A MEDLINE search was performed to identify all clinical series reporting observation of suspected renal malignancies. We extracted demographic, clinical, and pathologic variables for SRMs progressing to metastases and those who did not. For studies reporting individual level data, comparisons were performed using Wilcoxon rank-sum tests and confirmed when possible using mixed effects linear regressions. A total of 18 series met screening criteria (all ≤level III evidence), of which individual level data was available for pooled analysis in 6 studies.
Eighteen series (880 patients, 936 masses) met screening criteria from which 18 patients progressing to metastasis (2%) were identified (mean 40.2 months). Six studies (259 patients, 284 masses) provided individual level data for pooled analysis. With a mean follow up of 33.5, the mean initial tumor diameter was 2.3 cm and mean linear growth rate was 0.31cm/year. 65 masses (23%) exhibited zero net growth under surveillance; of which none progressed to metastasis, while 129 (45%) ultimately underwent definitive intervention. Pooled analysis revealed increased age (75.1 vs. 66.6 years, p=0.03), initial tumor diameter (4.1 vs. 2.3 cm, p<0.0001), initial estimated tumor volume (66.3 vs. 15.1 cm3, p<0.0001), linear growth rate (0.8 vs. 0.3 cm/yr, p=0.0001), and volumetric growth rate (27.1vs. 6.2 cm3/yr, p<0.0001) in the progression cohort.

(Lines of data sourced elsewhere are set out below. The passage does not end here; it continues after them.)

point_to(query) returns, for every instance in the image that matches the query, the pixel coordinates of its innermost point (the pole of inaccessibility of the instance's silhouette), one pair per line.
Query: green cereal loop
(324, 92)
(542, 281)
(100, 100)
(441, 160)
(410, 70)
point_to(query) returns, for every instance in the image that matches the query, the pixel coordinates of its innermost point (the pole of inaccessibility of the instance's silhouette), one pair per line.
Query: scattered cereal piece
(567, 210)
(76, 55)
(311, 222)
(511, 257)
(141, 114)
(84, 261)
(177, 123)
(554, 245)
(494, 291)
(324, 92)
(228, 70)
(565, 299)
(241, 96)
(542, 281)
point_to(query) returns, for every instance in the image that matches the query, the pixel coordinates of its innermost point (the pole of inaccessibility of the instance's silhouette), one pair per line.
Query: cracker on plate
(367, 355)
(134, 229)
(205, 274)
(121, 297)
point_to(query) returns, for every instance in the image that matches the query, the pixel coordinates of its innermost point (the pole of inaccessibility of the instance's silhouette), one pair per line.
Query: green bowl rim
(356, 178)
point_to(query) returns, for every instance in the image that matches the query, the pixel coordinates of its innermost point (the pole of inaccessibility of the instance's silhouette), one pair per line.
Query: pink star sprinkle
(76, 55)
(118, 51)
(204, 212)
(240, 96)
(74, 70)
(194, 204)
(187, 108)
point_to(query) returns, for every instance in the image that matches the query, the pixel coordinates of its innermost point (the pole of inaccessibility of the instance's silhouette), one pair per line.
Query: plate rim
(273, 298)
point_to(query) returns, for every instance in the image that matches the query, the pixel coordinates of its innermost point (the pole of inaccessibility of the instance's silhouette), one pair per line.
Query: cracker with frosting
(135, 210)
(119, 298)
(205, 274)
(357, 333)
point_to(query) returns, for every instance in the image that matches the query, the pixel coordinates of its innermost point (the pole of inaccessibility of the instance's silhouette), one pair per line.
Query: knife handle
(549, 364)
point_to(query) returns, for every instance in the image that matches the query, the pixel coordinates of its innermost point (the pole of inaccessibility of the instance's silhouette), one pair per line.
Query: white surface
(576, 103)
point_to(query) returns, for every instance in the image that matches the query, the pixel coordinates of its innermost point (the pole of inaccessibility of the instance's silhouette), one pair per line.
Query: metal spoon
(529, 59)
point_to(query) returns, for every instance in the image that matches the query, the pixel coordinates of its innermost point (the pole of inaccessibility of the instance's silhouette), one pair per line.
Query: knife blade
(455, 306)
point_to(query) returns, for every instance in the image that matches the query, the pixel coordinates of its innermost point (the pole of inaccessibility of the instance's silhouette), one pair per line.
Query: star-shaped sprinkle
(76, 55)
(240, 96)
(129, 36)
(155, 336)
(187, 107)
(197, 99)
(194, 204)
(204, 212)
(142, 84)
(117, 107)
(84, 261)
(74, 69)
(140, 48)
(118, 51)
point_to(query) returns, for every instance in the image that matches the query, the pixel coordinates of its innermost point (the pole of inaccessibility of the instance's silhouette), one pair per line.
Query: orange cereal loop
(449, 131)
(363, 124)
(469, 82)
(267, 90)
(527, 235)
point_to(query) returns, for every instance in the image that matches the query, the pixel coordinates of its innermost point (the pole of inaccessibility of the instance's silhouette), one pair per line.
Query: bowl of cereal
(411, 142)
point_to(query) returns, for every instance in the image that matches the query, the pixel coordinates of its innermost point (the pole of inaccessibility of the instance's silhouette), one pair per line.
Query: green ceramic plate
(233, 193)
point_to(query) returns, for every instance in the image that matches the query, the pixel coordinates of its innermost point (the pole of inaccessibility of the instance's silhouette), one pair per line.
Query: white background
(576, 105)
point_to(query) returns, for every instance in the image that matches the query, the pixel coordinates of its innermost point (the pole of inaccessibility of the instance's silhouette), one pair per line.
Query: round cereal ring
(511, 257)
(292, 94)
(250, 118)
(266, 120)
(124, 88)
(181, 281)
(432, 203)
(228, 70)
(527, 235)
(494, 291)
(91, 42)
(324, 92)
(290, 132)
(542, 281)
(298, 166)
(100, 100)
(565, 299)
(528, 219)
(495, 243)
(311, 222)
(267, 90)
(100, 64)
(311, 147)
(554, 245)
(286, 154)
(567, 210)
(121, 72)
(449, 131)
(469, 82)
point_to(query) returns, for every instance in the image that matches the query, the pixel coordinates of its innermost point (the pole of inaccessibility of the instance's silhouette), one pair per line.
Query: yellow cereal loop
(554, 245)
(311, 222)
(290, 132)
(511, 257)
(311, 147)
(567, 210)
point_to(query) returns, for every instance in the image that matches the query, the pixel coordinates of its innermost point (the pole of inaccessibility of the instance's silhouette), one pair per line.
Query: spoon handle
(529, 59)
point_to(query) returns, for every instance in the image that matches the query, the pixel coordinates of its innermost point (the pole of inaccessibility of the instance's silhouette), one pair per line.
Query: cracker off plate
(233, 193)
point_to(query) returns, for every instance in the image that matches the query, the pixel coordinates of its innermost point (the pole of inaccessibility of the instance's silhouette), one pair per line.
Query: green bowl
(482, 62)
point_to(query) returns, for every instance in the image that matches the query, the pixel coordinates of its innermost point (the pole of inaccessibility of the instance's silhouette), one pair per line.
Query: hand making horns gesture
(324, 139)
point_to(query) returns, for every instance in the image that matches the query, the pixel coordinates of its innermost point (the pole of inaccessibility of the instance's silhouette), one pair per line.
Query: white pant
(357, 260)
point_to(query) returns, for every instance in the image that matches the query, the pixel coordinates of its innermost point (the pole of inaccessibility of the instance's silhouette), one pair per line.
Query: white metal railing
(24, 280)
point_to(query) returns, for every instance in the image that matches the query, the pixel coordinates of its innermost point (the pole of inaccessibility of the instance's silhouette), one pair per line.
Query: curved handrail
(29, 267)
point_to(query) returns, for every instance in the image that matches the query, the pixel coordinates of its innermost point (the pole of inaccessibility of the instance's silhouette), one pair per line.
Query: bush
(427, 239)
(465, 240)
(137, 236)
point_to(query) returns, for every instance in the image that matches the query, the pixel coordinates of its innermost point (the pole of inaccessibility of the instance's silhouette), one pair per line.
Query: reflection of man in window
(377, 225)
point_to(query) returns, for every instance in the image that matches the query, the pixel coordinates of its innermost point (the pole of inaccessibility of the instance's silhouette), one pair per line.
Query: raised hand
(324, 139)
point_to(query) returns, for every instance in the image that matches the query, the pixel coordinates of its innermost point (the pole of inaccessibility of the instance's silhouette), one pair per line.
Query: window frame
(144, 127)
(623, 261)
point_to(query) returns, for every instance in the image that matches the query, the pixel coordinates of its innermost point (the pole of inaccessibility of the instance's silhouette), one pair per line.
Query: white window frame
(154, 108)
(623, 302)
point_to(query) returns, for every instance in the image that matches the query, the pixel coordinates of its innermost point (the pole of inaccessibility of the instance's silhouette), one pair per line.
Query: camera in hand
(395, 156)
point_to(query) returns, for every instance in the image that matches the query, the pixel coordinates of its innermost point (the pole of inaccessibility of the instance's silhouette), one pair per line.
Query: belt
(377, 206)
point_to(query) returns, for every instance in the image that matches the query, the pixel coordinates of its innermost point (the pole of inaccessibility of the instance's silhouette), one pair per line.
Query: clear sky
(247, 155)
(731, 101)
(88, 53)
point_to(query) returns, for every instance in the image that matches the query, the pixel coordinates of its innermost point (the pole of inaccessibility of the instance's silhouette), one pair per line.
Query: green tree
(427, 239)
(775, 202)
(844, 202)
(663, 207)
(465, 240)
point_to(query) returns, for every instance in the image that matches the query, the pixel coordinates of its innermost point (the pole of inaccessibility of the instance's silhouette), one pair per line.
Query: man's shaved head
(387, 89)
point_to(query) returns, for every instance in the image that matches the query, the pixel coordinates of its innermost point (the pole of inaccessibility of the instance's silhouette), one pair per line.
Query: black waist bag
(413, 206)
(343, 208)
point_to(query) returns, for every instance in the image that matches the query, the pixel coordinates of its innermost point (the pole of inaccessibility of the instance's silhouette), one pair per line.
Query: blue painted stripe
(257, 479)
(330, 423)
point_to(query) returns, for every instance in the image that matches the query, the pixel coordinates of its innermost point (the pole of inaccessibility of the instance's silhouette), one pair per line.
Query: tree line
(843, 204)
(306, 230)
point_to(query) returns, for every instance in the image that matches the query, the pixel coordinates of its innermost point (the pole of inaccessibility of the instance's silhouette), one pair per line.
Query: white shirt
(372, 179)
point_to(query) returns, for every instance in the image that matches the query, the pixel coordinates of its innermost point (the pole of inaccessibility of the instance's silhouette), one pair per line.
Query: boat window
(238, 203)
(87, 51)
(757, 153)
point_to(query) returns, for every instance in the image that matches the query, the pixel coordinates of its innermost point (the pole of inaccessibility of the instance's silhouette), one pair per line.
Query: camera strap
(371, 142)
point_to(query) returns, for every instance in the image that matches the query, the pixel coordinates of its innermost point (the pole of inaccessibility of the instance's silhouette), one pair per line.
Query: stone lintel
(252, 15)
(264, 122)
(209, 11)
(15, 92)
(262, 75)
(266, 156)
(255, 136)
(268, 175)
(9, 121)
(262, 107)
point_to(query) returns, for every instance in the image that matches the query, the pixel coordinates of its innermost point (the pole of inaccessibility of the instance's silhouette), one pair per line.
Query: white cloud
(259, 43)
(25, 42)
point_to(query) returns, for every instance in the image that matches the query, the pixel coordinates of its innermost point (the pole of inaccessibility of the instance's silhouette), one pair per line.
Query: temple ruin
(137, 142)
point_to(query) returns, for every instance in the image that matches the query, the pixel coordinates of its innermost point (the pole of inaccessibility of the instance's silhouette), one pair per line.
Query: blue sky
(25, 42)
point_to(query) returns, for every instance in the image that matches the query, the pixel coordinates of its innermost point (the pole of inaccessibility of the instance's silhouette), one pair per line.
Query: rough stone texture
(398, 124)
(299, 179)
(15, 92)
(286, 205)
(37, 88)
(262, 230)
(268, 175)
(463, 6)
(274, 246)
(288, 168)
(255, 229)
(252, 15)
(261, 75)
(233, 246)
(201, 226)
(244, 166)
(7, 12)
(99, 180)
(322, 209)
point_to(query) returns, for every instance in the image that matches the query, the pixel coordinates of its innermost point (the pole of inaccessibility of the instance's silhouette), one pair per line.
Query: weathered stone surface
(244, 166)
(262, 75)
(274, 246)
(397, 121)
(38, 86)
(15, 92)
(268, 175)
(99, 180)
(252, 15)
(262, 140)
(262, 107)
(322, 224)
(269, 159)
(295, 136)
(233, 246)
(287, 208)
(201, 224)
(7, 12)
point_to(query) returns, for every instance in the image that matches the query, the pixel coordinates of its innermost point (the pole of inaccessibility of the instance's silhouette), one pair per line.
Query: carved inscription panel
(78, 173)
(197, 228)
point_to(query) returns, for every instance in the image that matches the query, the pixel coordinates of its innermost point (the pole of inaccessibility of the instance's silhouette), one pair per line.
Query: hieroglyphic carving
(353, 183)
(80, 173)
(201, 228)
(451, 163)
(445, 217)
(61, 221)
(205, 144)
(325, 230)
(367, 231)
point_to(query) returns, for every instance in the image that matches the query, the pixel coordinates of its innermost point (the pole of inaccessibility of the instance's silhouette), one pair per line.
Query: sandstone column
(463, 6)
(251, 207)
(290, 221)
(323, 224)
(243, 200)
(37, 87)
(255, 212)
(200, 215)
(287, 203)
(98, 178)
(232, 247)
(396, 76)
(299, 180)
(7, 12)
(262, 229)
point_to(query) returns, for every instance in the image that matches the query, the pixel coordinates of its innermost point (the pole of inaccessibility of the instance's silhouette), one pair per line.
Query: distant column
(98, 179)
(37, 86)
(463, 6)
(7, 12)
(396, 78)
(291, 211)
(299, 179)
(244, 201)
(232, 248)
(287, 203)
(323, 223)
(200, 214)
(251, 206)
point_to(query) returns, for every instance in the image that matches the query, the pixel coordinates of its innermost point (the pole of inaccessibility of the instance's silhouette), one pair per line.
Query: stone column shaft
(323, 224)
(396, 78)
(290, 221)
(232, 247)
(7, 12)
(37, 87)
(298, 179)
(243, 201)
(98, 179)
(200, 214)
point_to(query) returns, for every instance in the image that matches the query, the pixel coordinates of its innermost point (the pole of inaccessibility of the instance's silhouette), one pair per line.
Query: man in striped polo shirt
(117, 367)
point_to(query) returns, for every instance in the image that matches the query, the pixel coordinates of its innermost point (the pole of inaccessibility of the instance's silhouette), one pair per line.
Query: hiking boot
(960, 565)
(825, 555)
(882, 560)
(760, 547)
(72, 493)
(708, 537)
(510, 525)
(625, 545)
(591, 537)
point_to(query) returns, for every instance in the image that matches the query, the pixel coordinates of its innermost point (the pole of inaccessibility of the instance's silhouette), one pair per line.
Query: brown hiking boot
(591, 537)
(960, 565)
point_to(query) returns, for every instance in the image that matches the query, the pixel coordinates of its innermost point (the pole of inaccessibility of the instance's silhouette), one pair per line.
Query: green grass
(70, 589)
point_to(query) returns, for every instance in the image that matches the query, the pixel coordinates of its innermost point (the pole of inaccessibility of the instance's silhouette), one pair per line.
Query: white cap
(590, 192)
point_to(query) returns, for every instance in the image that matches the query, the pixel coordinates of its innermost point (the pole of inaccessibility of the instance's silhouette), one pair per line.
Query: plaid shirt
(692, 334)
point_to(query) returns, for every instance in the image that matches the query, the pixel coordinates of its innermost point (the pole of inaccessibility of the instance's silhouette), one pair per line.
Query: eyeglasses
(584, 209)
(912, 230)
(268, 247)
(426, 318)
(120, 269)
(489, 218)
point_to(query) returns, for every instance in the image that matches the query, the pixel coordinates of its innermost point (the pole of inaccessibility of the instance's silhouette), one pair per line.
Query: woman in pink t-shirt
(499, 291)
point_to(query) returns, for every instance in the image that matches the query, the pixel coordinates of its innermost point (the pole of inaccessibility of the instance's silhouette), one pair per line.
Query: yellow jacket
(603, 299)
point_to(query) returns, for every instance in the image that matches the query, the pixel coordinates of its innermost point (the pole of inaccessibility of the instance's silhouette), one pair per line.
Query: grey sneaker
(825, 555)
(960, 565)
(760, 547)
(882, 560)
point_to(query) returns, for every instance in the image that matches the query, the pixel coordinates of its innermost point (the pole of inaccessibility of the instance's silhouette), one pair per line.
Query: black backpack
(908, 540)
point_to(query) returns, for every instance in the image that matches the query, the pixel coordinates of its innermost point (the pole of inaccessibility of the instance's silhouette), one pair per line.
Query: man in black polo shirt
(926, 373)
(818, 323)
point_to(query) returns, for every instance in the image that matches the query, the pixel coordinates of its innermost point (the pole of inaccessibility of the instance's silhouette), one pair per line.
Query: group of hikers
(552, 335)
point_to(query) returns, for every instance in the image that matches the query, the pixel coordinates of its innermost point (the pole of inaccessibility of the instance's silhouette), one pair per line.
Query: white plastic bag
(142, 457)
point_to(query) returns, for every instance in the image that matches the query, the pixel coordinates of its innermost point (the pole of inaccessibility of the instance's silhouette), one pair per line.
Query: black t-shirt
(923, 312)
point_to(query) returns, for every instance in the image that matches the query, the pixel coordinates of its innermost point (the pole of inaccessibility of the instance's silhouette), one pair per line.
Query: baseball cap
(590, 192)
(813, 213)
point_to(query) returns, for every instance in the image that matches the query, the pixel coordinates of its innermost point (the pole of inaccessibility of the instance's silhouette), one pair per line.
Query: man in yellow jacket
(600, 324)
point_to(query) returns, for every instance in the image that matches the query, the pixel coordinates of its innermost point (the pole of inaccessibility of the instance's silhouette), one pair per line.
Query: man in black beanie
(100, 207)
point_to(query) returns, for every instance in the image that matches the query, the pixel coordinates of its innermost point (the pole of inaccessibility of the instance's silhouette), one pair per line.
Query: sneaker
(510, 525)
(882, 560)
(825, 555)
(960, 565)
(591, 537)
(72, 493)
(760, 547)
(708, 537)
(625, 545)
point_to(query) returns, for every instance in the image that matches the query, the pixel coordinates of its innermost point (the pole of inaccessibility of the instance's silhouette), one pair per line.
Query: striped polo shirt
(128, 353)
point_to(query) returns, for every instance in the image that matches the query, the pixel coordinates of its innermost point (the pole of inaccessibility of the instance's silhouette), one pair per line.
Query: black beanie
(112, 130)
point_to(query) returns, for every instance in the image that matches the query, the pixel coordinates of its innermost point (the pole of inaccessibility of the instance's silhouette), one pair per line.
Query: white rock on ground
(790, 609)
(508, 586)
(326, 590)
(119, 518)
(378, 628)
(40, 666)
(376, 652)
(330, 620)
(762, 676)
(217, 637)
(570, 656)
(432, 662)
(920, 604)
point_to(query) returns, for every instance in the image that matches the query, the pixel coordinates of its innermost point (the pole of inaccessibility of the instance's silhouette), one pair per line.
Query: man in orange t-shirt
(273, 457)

In conclusion, our systematic review and pooled analysis support that the majority of SRMs under radiographic surveillance exhibit slow growth kinetics with a low short term risk of metastatic progression. However, a small proportion of SRMs under surveillance demonstrate evidence of progression, but this is both uncommon (2%) and a delayed event (mean >3 years). While tumors that progressed were larger at diagnosis (all >3cm) and grew at significantly faster rates (0.8 cm/yr), the prediction of their natural growth history cannot be reliably determined by serial radiographic data alone. Utilizing available parameters, lesions that exhibit zero growth over time may represent a population appropriate for prolonged AS while positive growth rates self-select for delayed intervention. Until this emerging clinical experience fully matures and more definitive level I data exists, while it appears that observation of SRMs may be delayed for short periods without negative sequelae in patients with objectified competing risks, AS should not be considered an equivalent alternative to definitive surgical therapy in acceptable operative candidates.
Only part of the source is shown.